# Hands-On Tutorial: Use SQL from a Python Recipe in Dataiku[¶](https://knowledge.dataiku.com/latest/courses/advanced-code/python/use-python-sql.html#hands-on-tutorial-use-sql-from-a-python-recipe-in-dataiku "Permalink to this headline")

SQL is the most pervasive way to make data analysis queries. However, doing advanced logic like loops and conditions is often difficult in SQL. There are some options like stored queries, but they require learning new languages.

Dataiku lets you run SQL queries directly from a Python recipe. This lets you:

* sequence several SQL queries

* dynamically generate new SQL queries to execute in the database

* use SQL to obtain some aggregated data for further numerical processing in Python

* and much more!

In this tutorial, we are going to use this ability to analyze a dataset from the San Francisco airport.

## Prerequisites[¶](https://knowledge.dataiku.com/latest/courses/advanced-code/python/use-python-sql.html#prerequisites "Permalink to this headline")

* You’ll need a SQL database configured in Dataiku. We are not going to use very advanced SQL, so any supported SQL database will do.

## Getting Started[¶](https://knowledge.dataiku.com/latest/courses/advanced-code/python/use-python-sql.html#getting-started "Permalink to this headline")
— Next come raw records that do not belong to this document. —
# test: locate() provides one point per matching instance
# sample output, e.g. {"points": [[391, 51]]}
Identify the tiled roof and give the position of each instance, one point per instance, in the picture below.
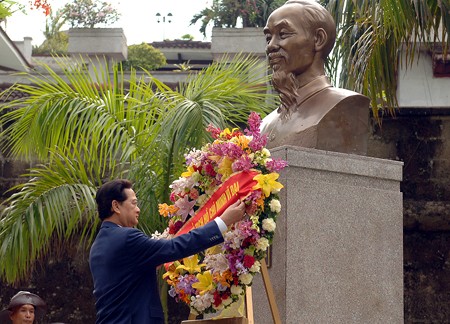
{"points": [[181, 43], [11, 95]]}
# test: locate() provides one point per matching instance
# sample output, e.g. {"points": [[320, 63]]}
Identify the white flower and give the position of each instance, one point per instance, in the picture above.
{"points": [[236, 290], [262, 244], [256, 267], [265, 152], [246, 278], [202, 302], [227, 301], [218, 262], [269, 225], [220, 307], [275, 205], [275, 191], [202, 199]]}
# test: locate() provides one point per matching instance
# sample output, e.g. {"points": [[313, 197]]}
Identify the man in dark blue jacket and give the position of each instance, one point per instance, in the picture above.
{"points": [[123, 260]]}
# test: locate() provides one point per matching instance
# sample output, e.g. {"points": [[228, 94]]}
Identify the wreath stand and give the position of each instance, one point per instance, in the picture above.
{"points": [[248, 305]]}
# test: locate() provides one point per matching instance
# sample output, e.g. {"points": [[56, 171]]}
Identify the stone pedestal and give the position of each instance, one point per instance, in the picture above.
{"points": [[337, 255], [234, 320]]}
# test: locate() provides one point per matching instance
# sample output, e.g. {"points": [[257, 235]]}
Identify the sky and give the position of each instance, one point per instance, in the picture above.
{"points": [[138, 20]]}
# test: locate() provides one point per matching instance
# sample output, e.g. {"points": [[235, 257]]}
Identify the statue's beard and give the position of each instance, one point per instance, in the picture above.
{"points": [[286, 85]]}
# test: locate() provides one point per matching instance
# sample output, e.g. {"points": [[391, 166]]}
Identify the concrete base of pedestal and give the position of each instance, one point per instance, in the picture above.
{"points": [[337, 255], [231, 320]]}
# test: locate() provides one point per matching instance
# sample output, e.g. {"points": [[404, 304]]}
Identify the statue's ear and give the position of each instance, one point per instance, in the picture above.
{"points": [[320, 39]]}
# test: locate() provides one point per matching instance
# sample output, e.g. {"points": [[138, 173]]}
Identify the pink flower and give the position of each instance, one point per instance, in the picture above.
{"points": [[275, 165], [254, 123], [242, 164], [186, 207], [248, 261], [214, 131]]}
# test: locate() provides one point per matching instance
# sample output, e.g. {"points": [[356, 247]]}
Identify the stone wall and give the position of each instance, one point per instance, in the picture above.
{"points": [[421, 139], [418, 137]]}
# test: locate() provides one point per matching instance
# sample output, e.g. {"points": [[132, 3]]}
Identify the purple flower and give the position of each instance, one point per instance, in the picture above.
{"points": [[254, 122], [258, 142], [185, 206], [228, 149], [242, 164], [186, 282]]}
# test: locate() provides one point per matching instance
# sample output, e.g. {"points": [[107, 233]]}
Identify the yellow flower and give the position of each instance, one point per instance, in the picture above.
{"points": [[267, 182], [190, 264], [225, 168], [188, 173], [225, 278], [166, 210], [172, 272], [205, 282], [242, 141], [226, 133]]}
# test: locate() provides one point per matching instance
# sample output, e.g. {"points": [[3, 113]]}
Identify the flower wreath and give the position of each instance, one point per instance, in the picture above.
{"points": [[212, 280]]}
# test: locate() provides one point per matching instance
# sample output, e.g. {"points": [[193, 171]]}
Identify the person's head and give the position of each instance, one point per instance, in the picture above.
{"points": [[299, 34], [117, 202], [23, 308]]}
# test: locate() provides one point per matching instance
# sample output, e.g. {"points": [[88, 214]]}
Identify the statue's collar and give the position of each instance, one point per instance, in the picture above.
{"points": [[311, 88]]}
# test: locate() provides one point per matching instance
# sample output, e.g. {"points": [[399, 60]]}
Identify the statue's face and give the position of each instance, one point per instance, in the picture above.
{"points": [[289, 46]]}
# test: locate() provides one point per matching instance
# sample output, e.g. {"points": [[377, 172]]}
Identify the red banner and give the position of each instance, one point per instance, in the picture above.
{"points": [[238, 186]]}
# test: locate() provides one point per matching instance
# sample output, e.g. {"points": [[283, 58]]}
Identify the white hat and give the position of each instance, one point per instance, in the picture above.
{"points": [[23, 298]]}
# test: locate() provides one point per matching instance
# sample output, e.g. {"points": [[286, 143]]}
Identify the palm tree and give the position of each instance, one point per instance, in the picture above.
{"points": [[225, 13], [371, 36], [85, 130]]}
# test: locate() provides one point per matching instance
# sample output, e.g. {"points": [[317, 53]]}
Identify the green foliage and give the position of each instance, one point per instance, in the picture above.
{"points": [[145, 57], [225, 13], [90, 13], [57, 44], [86, 129], [187, 37], [8, 7], [370, 35]]}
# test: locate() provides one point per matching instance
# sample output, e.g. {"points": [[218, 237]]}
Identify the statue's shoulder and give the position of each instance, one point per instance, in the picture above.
{"points": [[342, 96]]}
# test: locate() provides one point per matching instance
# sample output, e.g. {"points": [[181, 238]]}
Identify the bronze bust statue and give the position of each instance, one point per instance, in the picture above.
{"points": [[300, 35]]}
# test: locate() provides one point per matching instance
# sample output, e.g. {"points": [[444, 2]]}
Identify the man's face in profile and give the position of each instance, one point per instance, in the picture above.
{"points": [[289, 47]]}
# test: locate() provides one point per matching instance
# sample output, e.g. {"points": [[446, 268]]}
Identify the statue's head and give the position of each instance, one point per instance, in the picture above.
{"points": [[300, 30], [299, 36]]}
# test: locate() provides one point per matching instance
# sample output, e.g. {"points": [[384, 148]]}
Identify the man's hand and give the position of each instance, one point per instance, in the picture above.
{"points": [[233, 213]]}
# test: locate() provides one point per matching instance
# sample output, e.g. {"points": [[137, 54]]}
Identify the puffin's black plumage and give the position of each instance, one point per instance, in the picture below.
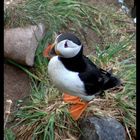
{"points": [[69, 36], [75, 73], [95, 79]]}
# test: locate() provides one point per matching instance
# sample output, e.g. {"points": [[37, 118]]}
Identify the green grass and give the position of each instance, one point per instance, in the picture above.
{"points": [[46, 116]]}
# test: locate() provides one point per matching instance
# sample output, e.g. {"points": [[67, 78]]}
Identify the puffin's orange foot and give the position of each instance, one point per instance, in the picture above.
{"points": [[77, 107], [46, 52]]}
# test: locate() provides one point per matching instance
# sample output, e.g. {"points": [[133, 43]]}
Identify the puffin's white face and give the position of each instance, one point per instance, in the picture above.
{"points": [[67, 48]]}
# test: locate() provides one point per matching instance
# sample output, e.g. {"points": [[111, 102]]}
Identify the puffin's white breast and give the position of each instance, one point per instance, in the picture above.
{"points": [[65, 80]]}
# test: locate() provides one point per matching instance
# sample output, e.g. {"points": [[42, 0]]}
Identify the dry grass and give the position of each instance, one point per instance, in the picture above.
{"points": [[46, 116]]}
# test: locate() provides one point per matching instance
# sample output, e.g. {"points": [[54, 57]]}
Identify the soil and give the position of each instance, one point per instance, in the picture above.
{"points": [[16, 85]]}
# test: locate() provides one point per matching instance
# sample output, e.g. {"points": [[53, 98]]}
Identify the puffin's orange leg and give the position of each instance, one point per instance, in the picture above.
{"points": [[47, 50], [70, 99], [77, 107]]}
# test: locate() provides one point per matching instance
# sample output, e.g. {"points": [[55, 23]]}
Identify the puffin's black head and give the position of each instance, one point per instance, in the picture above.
{"points": [[67, 45], [68, 36]]}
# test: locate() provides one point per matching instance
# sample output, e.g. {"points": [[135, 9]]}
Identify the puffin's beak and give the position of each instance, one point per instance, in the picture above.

To get started, create the initial starter project with the data already uploaded.

* From the Dataiku homepage, click **+New Project > DSS Tutorials > Code > SQL in Python (Advanced Tutorial)**.

Note

You can also download the starter project from this website and import it as a zip file.

## The problem at hand[¶](https://knowledge.dataiku.com/latest/courses/advanced-code/python/use-python-sql.html#the-problem-at-hand "Permalink to this headline")

The dataset records the number of cargo landings and total landed cargo weight at the SFO airport. The dataset contains one record for each month, airline, type and details of aircraft. The line includes the number of aircrafts of this type of this company that landed this month, and the number of records.

The dataset contains data from 2005 to 2015.

What we would like to do is write a recipe to obtain, for each month and airline, a breakdown in several columns of the total landing weight by aircraft manufacturer. In essence, that’s a kind of crosstab / pivot table.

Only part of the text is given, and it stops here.